© Jason Lloyd-Evans

Clare Waight Keller works for a big old house; she likes showing her collections at them too. Her last winter couture collection was held at the Archives Nationales in Paris, the façade as impressive backdrop. This time, it was the Villa Palmieri, a patrician mansion in the countryside outside Florence. Actually, she likes showing in the gardens of those mansions. “There is a French bit and an English bit as well,” Waight Keller said of the villa’s expansive gardens before the show “They’ve really got the feeling of the whole of Europe in here.” Which, given this Englishwoman’s role at the quintessentially French Givenchy, felt apt. Let’s not mention Brexit.

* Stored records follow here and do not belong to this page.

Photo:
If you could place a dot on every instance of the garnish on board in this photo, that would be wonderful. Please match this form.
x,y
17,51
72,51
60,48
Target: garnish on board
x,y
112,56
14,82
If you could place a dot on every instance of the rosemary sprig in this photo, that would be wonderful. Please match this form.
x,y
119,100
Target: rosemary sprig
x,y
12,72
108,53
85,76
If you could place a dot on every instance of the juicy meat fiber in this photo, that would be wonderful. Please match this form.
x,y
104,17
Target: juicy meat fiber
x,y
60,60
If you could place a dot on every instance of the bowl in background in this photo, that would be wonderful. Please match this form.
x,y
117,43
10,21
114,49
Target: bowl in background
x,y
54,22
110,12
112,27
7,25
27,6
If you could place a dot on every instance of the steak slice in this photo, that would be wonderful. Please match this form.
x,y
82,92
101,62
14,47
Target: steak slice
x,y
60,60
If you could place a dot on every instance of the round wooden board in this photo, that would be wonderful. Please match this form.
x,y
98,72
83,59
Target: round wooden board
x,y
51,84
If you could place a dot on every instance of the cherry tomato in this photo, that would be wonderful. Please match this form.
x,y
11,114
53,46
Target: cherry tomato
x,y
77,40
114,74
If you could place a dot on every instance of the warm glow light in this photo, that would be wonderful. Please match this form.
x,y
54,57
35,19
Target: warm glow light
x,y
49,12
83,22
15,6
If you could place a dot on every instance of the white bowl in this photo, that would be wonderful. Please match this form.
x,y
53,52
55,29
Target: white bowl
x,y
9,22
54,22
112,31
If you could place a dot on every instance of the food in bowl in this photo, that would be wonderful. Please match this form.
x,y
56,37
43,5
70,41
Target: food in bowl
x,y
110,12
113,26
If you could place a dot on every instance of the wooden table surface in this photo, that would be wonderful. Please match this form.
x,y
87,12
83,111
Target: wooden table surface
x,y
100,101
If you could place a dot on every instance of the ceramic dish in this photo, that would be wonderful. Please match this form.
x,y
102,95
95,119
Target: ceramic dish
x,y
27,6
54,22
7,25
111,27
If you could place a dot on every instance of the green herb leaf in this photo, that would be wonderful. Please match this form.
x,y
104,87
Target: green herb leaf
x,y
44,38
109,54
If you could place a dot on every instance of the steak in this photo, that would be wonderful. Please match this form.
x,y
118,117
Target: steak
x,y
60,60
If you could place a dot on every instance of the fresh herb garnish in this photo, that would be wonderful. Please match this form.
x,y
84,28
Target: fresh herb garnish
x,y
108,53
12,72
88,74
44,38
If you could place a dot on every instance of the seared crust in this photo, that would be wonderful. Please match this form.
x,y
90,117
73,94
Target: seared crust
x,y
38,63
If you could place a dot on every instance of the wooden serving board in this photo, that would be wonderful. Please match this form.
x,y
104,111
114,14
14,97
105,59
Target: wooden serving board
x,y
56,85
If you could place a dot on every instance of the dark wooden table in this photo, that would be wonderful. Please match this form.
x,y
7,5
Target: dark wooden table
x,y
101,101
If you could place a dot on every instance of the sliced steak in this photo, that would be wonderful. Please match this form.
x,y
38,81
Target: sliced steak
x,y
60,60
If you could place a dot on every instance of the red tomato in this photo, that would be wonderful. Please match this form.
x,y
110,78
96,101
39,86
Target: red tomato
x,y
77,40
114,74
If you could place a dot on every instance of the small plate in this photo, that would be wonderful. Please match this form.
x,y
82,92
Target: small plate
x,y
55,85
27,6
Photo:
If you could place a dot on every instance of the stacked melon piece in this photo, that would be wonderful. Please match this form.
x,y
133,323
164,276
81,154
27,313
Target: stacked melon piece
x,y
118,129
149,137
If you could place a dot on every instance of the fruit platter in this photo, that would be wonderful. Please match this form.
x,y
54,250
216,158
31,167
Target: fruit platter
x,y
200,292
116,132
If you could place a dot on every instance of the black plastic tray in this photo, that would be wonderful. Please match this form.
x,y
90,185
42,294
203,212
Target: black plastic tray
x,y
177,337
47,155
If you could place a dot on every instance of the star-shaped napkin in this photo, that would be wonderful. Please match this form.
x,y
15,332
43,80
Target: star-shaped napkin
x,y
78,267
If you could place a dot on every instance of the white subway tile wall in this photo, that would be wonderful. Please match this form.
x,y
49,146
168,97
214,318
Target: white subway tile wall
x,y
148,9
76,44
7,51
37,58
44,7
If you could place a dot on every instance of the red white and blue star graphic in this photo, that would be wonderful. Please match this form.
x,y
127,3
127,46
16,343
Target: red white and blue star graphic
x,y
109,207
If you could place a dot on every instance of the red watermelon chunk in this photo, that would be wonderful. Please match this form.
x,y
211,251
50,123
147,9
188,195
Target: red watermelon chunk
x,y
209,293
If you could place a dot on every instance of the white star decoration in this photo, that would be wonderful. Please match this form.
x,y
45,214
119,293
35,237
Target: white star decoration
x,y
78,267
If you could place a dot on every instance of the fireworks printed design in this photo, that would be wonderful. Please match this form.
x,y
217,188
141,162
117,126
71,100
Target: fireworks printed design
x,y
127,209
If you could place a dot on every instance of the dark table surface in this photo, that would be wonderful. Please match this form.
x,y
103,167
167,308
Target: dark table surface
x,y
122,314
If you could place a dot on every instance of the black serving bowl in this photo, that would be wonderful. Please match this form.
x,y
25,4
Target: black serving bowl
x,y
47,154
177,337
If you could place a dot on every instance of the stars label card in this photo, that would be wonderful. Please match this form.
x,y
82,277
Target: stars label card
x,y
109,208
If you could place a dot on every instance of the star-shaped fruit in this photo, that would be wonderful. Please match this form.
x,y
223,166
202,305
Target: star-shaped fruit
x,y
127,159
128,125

Maybe that combination of culture through horticulture inspired Waight Keller: she called this collection “Nouveau Glitch”, after the fin-de-siècle art movement and the computer malfunction. “Two things clashing, and something strange coming out of it,” was Waight Keller’s response. That led to a collection that combined menswear of the most formal, even florid variety, and sportswear — three-button formal suits, with nylon pac-a-macs billowing over them. That also felt like an interplay between Givenchy’s historical and contemporary incarnations.

© Jason Lloyd-Evans

Givenchy did a roaring trade in techy, sportswear-influenced pieces under former creative director Riccardo Tisci (Givenchy’s menswear business is roughly equal to its womenswear). And the brand’s aristocratic founder, Comte Hubert de Givenchy, was always impeccably tailored in his personal wardrobe. His maternal grandfather was Jules Badin, owner and director of the Gobelins and Beauvais tapestry factories at the turn of the century. Which meant Waight Keller used rich tapestry fabrics for this show, sometimes four different designs in a single coat. Those fitted in in Florence — “So many of the places you go have wall hangings, and that feeling of the old world,” Waight Keller said.

© Jason Lloyd-Evans

From the old world to the new — not America, but Asia, and specifically Asian streetstyle. Givenchy collaborated with Onitsuka Tiger, a Japanese athletic footwear brand, the first time it has worked with an outside sneaker manufacturer on a global scale, and besides there were high-tech fabrics, specifically a wardrobe of nylon treatments (micro-featherweight, hi-shine), that spoke of futurism and, for Waight Keller, the hyper-chic style clans of the Far East.

© Jason Lloyd-Evans

Waight Keller had, until January, shown her men’s collections alongside her womenswear during the twice yearly Paris fashion weeks. As with many shows like this, the men’s had a tendency to fall back and become an accompaniment or accessory to the women’s looks. “It’s the right time now to stand alone,” she said. In the past, it had also tended towards suiting: “a synergy towards the chicer side,” Waight Keller said. “But now, to expand it, to deep dive into the sportswear, the casual side — it brings a whole vision.”

© Jason Lloyd-Evans

She also neatly inverted the man/woman thing by dressing several female models in full men’s looks. Last season, Waight Keller wore her menswear trousers to talk the press through her men’s collection, and they looked great. This did too. “It’s fluid, but in a masculine way,” she said, adding to a much heard chorus about cross-gender attire.

© Jason Lloyd-Evans

It’s also commercially savvy — Givenchy still banks big on sportswear. Their men’s concessions in department stores are filled with bold, branded sweatshirts and hoodies at around the £650 mark, as well as sporty backpacks. A few bear designs originating with Tisci — graphic motifs like sharks or snarling rottweilers that continue to shift.

© Jason Lloyd-Evans
© Jason Lloyd-Evans

Waight Keller must want to make a similar lasting mark on the house’s menswear — it hasn’t happened just yet. This wasn’t technically her debut men’s show: in January, she presented small standalone men’s debut last season shown in the house’s couture salons. That was when she was wearing those trousers, and the menswear was focused on colourful tailoring with a Seventies bent, stylish but limited by its marked specificity, and certainly not obviously appealing to the sportswear-baited masses. By contrast, this seemed like something of a box-ticking exercise of what a Givenchy man may wish to buy — proposals for a wardrobe, showing the breadth of what Waight Keller can offer for him. That was savvy — as was the fact those bound-to-be-cultish Onitsuka Tiger Givenchy trainers are already on sale.